What's fair is for adults having children is to sort their own childcare. If a grandparent is willing to provide some great, but it shouldn't be an expectation, much less a requirement. Aging changes things. Cost of living changes things.

This grandmother is obviously getting to the point where 2 days of care is too much and she's starting to show physical effects and more illnesses. OP feels a bit hurt that she won't get the same. But the facts are her mom is not going to be doing the same for her as she did for the older sister.

I think an acknowledgement of that would go a long way. Mom has trash talked nurseries, but didn't back it up with action for both of her kids. That's hypocrisy on her part.

@OneLovingMoose , you might want to suggest your mom get the RSV vaccine.

MarianofSherwood · 03/04/2026 14:01

If you've only just had your baby, i suspect this is not something that has crossed your mum's mind. I know you've had to confirm your place already, but thats because you are already planning on going back to work and are having to deal with the logistics. Your mum probably doesnt realise the demand for childcare and that people have to register for childcare so early. Tbf, i wouldnt have either, and thats bc i took time out after i had my dc, its not something i had to think about at the time, so it wouldnt occur to me.

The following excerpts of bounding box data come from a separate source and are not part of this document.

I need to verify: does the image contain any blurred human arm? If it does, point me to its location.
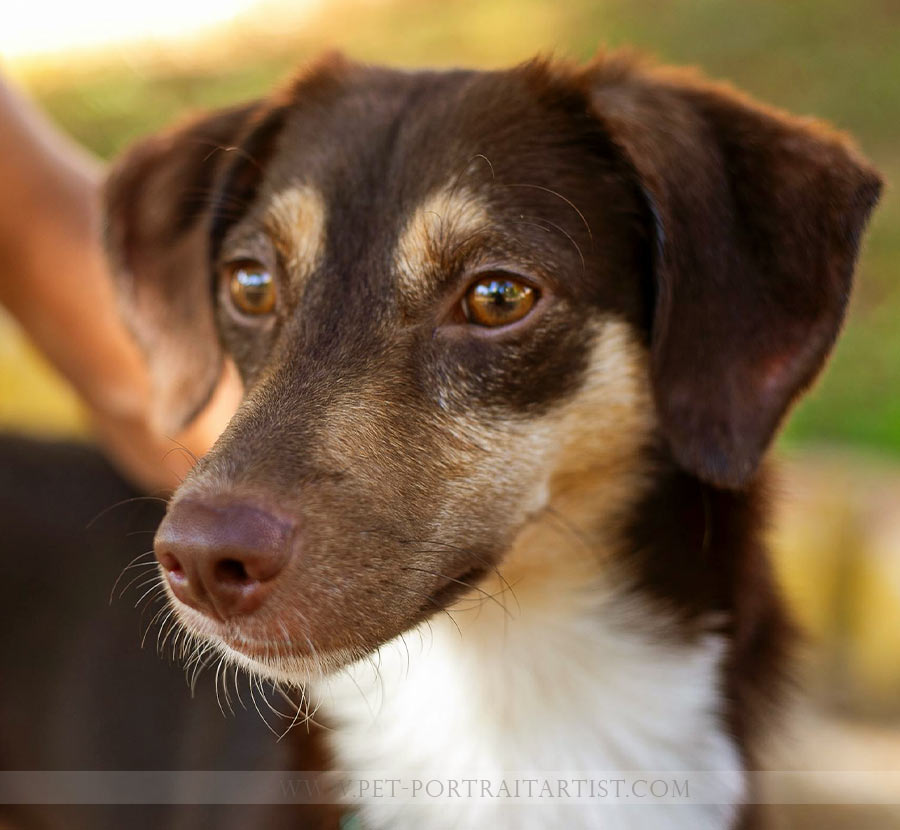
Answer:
[0,79,241,490]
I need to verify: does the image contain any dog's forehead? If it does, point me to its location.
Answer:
[246,62,596,293]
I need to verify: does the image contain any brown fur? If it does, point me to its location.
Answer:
[108,52,879,820]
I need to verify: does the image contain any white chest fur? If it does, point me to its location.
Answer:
[319,569,744,830]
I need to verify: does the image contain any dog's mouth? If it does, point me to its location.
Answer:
[168,564,489,681]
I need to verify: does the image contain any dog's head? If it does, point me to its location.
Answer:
[107,58,879,677]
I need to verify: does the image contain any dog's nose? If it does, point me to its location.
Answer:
[154,500,294,620]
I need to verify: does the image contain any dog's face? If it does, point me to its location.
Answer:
[108,59,878,679]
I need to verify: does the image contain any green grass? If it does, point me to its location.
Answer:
[7,0,900,454]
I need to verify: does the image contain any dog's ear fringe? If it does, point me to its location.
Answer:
[580,51,881,488]
[103,101,260,435]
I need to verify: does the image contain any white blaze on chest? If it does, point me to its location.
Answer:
[319,573,743,830]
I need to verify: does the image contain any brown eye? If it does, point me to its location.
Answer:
[463,277,537,327]
[226,260,275,316]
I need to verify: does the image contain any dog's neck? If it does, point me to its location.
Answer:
[312,472,743,830]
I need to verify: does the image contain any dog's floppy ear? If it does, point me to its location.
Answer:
[104,103,258,433]
[588,57,880,488]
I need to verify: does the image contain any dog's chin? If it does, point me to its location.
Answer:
[169,595,358,687]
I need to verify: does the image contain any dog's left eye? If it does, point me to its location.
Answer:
[463,276,537,328]
[225,260,275,315]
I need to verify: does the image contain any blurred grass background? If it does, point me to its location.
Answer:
[0,0,900,800]
[0,0,900,458]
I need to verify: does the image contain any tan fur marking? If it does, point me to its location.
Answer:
[394,187,490,299]
[265,184,327,283]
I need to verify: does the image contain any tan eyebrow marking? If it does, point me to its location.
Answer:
[394,187,490,298]
[264,184,328,282]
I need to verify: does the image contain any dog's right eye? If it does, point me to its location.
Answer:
[225,260,276,316]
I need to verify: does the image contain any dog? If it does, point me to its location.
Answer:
[0,435,337,830]
[98,53,880,830]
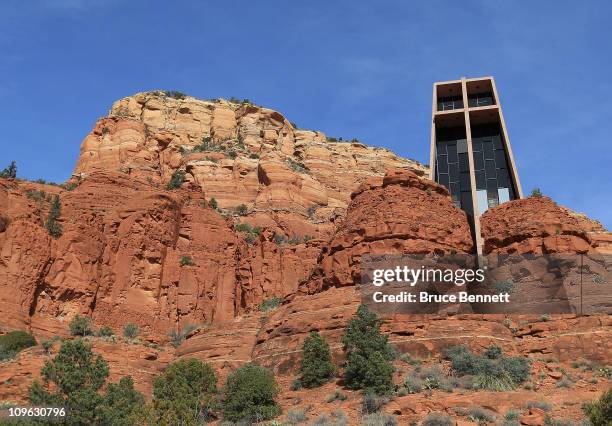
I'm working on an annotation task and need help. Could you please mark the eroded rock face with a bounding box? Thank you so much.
[480,197,592,254]
[74,92,426,236]
[301,169,473,293]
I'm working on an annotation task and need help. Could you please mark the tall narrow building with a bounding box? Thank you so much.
[430,77,523,254]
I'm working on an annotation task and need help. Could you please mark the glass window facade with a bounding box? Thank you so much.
[468,93,495,108]
[436,128,473,216]
[472,124,515,213]
[438,96,463,111]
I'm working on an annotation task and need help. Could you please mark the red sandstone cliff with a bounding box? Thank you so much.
[0,93,612,422]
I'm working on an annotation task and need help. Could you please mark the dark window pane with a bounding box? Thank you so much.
[450,182,461,199]
[485,160,497,179]
[438,155,448,173]
[495,149,506,169]
[438,173,449,188]
[459,173,470,191]
[497,169,510,188]
[448,163,459,182]
[461,192,474,215]
[474,152,484,170]
[475,170,487,189]
[493,136,504,149]
[446,144,457,163]
[459,153,470,172]
[482,141,495,160]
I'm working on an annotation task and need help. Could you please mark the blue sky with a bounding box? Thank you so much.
[0,0,612,228]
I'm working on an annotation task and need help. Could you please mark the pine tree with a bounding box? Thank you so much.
[342,305,394,394]
[0,160,17,179]
[301,331,336,388]
[45,195,63,238]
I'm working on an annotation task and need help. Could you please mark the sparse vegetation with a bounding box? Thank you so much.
[421,412,455,426]
[234,222,261,244]
[361,413,397,426]
[208,197,219,210]
[342,305,395,395]
[525,400,552,411]
[582,388,612,426]
[0,330,36,361]
[123,322,140,339]
[531,188,542,197]
[45,195,63,238]
[259,296,283,312]
[166,170,185,191]
[68,314,93,336]
[163,90,187,100]
[97,326,115,337]
[447,346,530,391]
[236,204,249,216]
[179,255,195,266]
[325,391,346,403]
[0,160,17,179]
[28,339,144,425]
[301,331,336,388]
[287,158,308,173]
[153,358,217,425]
[467,405,497,424]
[361,392,389,414]
[223,363,281,422]
[26,189,47,202]
[168,324,197,348]
[287,408,308,425]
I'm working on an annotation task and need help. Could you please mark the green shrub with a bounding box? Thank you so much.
[0,330,36,361]
[62,182,79,192]
[26,189,47,202]
[236,204,249,216]
[421,412,455,426]
[531,188,542,197]
[68,314,92,336]
[361,413,397,426]
[45,195,63,238]
[123,322,139,339]
[0,161,17,179]
[325,391,346,403]
[525,401,552,411]
[468,405,497,424]
[153,358,217,424]
[287,158,308,173]
[342,305,395,394]
[446,346,531,391]
[28,339,144,426]
[223,363,281,422]
[582,388,612,426]
[259,296,283,312]
[98,326,115,337]
[361,392,389,414]
[301,331,336,388]
[166,170,185,191]
[168,324,197,348]
[163,90,187,100]
[180,255,195,266]
[287,409,307,425]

I am also hurt that they haven’t mentioned the disparity either to me or I don’t think my mum.

Of course they wont!They stand to lose out if they point it out, so why would they?!! It's not their battle to fight. When it comes to money all this sibling love/bond usually flies out of the window. Your sister will want this arrangement to continue at least until her child starts reception.

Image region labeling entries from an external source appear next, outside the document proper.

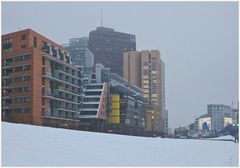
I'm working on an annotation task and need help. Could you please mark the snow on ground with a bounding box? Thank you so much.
[2,122,238,166]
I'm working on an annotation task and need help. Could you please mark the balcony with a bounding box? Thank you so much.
[42,72,80,88]
[54,69,80,80]
[43,94,80,105]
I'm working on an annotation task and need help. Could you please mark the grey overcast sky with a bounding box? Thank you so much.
[2,2,238,128]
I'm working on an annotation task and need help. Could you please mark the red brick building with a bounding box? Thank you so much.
[2,29,80,128]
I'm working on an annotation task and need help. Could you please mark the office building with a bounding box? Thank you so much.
[207,104,232,131]
[2,29,80,128]
[63,37,94,74]
[89,27,136,76]
[123,50,167,132]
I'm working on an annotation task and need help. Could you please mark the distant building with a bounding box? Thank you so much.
[207,104,232,131]
[89,27,136,76]
[63,37,94,74]
[123,50,168,132]
[196,114,211,131]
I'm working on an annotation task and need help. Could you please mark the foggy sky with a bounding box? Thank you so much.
[2,2,238,128]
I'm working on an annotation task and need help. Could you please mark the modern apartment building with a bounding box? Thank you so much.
[63,37,94,74]
[89,27,136,76]
[109,73,150,128]
[123,50,167,131]
[2,29,80,128]
[207,104,232,131]
[79,83,107,120]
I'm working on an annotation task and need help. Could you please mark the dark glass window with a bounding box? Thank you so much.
[3,38,13,51]
[24,54,31,60]
[21,34,27,40]
[21,44,27,48]
[14,55,23,62]
[42,41,50,53]
[14,66,23,72]
[23,65,31,71]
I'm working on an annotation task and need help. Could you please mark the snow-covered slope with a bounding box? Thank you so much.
[2,122,238,166]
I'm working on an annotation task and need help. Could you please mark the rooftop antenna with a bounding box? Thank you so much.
[101,8,102,27]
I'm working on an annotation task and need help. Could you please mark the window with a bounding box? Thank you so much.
[23,65,31,71]
[23,54,31,60]
[3,58,13,66]
[14,76,22,82]
[21,34,26,40]
[23,76,31,81]
[21,44,26,48]
[3,38,13,51]
[42,41,50,53]
[14,66,23,72]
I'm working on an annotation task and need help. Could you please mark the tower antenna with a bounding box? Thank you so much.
[101,8,102,27]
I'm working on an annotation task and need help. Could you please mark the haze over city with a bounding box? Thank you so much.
[2,2,238,128]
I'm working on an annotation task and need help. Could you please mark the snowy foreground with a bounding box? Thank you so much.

It is what it is OP. At least you will not be obliged to your mun. You sound lovely. Congratulations on your baby x

Aiming4Optimistic · 03/04/2026 14:06

I don't get the impression that gran is planning to stop looking after the first grandchild, on account of finding it too much. So will continue to give all her help to one child but not the other. I don't see how anyone could view that as fair. Okay, she might not be able to offer a full 2 years of help to the OP, but since she is carrying on with childcare, how is it right to not share her help between her 2 daughters?